This weekly update presents remarkable advances in agentic AI systems—intelligent computer programs that can work independently to solve difficult scientific problems and make new discoveries.

Understanding What Agentic AI Does

Agentic AI refers to smart computer systems that don't need constant instructions from humans. Instead, they can think about problems, make decisions, and take actions on their own. These systems use large language models (powerful AI that understands and generates text) combined with special frameworks that let them reason through complex tasks. Think of an agentic AI agent like a helpful robot scientist that can read books, think about what it reads, come up with ideas, test those ideas, and keep improving.
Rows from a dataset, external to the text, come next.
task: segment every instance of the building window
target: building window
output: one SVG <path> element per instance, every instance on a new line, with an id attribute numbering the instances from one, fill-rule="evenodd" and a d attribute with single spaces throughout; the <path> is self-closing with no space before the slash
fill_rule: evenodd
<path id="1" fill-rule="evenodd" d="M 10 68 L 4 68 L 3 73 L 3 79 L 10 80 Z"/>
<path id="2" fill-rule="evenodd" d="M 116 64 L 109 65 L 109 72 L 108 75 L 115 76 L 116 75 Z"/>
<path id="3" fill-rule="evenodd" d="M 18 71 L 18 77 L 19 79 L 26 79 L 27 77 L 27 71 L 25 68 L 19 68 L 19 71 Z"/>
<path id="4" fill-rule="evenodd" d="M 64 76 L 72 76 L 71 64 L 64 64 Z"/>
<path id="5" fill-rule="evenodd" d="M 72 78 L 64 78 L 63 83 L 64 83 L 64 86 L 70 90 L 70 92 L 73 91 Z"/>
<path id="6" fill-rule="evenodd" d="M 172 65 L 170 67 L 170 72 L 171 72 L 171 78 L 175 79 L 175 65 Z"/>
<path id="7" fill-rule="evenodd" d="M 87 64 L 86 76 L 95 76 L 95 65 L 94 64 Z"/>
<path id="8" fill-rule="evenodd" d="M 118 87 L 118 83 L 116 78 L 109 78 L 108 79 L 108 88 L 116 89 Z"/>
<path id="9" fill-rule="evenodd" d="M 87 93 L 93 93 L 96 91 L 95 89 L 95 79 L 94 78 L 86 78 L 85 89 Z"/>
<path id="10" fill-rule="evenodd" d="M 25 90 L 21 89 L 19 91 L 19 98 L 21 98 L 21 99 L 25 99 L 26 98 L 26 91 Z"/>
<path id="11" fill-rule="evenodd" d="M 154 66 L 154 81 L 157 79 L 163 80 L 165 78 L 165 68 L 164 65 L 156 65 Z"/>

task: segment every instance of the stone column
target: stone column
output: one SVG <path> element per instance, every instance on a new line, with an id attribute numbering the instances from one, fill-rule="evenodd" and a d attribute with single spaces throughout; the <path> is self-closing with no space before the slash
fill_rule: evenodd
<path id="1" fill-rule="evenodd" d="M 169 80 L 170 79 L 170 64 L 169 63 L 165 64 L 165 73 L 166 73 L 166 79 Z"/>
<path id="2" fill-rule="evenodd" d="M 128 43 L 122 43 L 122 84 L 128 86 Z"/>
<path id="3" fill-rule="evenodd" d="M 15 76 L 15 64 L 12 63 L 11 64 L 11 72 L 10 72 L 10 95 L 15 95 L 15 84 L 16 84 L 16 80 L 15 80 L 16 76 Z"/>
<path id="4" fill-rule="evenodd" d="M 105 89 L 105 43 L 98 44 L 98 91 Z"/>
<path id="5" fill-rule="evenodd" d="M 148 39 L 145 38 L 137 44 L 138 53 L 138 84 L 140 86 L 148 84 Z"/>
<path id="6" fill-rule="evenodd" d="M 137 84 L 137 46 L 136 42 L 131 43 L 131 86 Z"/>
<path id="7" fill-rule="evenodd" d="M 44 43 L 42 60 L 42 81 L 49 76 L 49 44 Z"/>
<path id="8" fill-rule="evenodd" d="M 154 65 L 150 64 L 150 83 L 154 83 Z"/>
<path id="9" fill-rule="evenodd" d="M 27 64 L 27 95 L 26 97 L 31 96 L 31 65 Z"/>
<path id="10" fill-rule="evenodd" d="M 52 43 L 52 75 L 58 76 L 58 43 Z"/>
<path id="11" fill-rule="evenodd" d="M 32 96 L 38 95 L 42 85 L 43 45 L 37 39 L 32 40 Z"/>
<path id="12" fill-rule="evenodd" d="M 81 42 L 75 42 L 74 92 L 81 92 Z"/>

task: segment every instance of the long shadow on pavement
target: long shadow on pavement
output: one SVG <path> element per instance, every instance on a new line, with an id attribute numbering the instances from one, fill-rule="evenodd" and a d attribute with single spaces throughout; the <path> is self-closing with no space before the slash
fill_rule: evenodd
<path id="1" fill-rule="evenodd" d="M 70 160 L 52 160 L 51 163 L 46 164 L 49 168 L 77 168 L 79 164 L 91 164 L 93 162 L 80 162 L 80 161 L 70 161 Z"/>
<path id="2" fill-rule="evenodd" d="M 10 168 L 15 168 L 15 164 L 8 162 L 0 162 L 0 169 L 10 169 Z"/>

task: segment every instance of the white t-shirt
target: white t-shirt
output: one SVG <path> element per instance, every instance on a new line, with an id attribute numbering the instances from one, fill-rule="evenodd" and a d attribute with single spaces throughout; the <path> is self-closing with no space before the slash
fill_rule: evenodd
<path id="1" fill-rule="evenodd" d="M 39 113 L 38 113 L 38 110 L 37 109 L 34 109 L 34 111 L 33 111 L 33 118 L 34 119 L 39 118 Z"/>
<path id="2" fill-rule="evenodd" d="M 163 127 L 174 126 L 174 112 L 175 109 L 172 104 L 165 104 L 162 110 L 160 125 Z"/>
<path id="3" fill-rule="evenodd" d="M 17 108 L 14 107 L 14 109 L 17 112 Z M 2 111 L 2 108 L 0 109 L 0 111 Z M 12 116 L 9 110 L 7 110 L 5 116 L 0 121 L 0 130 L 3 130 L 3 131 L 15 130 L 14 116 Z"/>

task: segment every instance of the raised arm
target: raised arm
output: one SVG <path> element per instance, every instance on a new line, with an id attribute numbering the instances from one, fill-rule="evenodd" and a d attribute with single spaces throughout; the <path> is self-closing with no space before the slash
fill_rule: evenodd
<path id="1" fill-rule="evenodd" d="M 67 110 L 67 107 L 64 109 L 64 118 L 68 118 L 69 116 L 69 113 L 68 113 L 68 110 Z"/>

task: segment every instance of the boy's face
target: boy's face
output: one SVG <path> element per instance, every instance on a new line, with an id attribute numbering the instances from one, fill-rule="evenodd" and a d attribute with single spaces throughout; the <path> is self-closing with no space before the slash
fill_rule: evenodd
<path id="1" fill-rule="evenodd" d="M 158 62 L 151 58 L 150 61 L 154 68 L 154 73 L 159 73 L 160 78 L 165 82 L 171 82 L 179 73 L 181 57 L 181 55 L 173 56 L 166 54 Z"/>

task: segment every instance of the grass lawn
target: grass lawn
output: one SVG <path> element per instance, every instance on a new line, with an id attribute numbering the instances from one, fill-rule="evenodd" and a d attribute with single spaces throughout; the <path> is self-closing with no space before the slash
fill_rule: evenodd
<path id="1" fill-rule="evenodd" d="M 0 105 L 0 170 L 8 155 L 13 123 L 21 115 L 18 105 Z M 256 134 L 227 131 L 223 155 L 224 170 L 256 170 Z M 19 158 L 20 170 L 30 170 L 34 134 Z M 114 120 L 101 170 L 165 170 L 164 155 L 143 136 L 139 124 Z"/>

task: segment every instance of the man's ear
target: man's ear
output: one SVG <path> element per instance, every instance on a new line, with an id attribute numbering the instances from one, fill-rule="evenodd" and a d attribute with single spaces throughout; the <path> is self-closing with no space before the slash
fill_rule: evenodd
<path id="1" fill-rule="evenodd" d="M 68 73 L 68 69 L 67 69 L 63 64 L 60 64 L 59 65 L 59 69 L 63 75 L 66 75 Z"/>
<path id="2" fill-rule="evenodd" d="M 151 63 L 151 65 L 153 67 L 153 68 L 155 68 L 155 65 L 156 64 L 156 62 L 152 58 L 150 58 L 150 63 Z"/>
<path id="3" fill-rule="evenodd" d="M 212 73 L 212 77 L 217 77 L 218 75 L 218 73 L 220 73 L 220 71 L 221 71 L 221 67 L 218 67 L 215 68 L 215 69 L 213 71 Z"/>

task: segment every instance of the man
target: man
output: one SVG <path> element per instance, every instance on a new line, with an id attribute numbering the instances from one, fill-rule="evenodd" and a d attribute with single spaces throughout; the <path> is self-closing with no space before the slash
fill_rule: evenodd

Solving Impossible Puzzles

Researchers at Cognizant's AI Lab achieved something extraordinary with their MAKER system. They tackled the famous "Towers of Hanoi" puzzle—an ancient brain teaser that computers find very difficult when it gets large. While the smartest AI models in the world (like Claude 3.7 and DeepSeek-R1) fail when the puzzle gets bigger than eight disks, MAKER solved the puzzle with 20 disks and over one million steps without making a single mistake. The secret was breaking the giant puzzle into thousands of tiny pieces, having small AI agents solve each piece, and checking that every answer was correct. This breakthrough proves that agentic AI systems can handle real-world problems that need careful thinking and patience.

Training AI Smarter Using Evolution

Cognizant's AI Lab also introduced a brand new way to teach large AI systems. Scientists discovered they could use something called evolution strategies—inspired by how plants and animals improve over millions of years—to train enormous AI models better than older methods. This approach makes training faster and helps create agentic AI systems that think more like humans.

AI Scientists Making Real Discoveries

Perhaps the most exciting news involves AI co-scientists developed by major research organizations. These agentic AI systems can do the thinking work that scientists normally do. Google's Coscientist is one example—it reads thousands of scientific papers, understands what scientists already know, and creates completely new ideas for experiments. When researchers asked Coscientist to suggest treatments for liver disease, it found that a medicine already used for eyes could also help the liver. Scientists then tested this idea in the lab and confirmed it actually works.

Another breakthrough involved a system called Robin, built by researchers at FutureHouse. Robin represents something revolutionary: an agentic AI agent that can handle every step of scientific discovery all by itself. It searches for information, creates ideas, proposes experiments, analyzes the results, and refines its thinking. Robin demonstrated this ability by working on dry age-related macular degeneration, a serious eye disease that causes blindness. Without any human scientists guiding it through each step, Robin found a drug candidate called ripasudil that could help treat this disease. This usually takes scientists years of work, but Robin completed it in a fraction of that time.

Helping Engineers Design Better Technology

At Stanford University, scientists developed MetaChat, a new agentic AI platform designed to help engineers solve problems in advanced optics design—the science of light and how it bounces off special materials. This agentic AI system helps engineers think through complicated problems and find solutions much faster than before. MetaChat shows that agentic AI agents aren't just useful for biology and chemistry; they can help improve technology in many fields.

Why These Breakthroughs Matter

These achievements represent a major shift in how science and technology work. Instead of scientists and engineers having to do every step themselves, agentic AI agents can handle the thinking, planning, and testing parts of the work. This frees up human scientists to focus on the big-picture questions and deciding what experiments are worth trying. The result is that important discoveries that used to take decades might now happen in months or weeks, potentially helping more people by bringing new medicines and technologies faster.